The thing about utilities is that their forward-looking growth is partially stunted. They are not going to double in size overnight, or even over a few years, and they certainly won't make you rich.
However, the thing that they will do consistently is pay a solid dividend, while holding their value and remaining resilient if most stocks around them collapse in price. Utilities are an industry that most investors can understand, and it is not very difficult to extrapolate what fair value for the shares would be, especially when contrasted with more volatile companies like biotech, disruptive technologies, and the latest "hot" sectors.
Think of it this way—if stocks drop 20 percent, but utilities hold their ground, it is the same as if those utilities had increased by 20 percent in comparative value. This is what will make this type of investment attractive during a time when the economy is facing some uncertainties and risks (and the overall markets are potentially sinking).

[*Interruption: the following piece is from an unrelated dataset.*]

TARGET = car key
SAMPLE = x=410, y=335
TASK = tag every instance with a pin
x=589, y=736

When and if the economy starts to stumble, it will be the high-end steakhouses which take the first hit, not McDonald's. At the same time, widespread economic weakness actually can help certain businesses which compete on price, such as Walmart for example.
In the early phases of any kind of economic correction, some of these low-price businesses will actually see an increase in customers. The rich lady who only shops at the finest stores may suddenly find herself trolling the aisles at Walmart looking for a $50 television.
What's to Come
The ones who prepare for the worst outcomes are typically the ones who land on their feet. It's when you do not open up your mind to the possibility of downside that you'll be caught flat-footed, and potentially take a much bigger hit than you otherwise would have experienced.
Just by being open to the possibility of some potential economic weakness, you may start to adjust your portfolio in the right ways to come out on top. Preservation of your wealth, during a time when many people are being wiped out, puts you in a tremendous position.
Not only do you maintain the value of your assets, you survive the downside, which opens you up to benefit from all the significant bargains you might see coming your way. Especially if the stock market slides lower, or the economy puts pressure on people's businesses and value of their real estate holdings.
Given these circumstances, a smart choice of investments that could thrive during hardships will maintain their value, or even increase, while other stocks, real estate, and all sorts of assets will go on sale.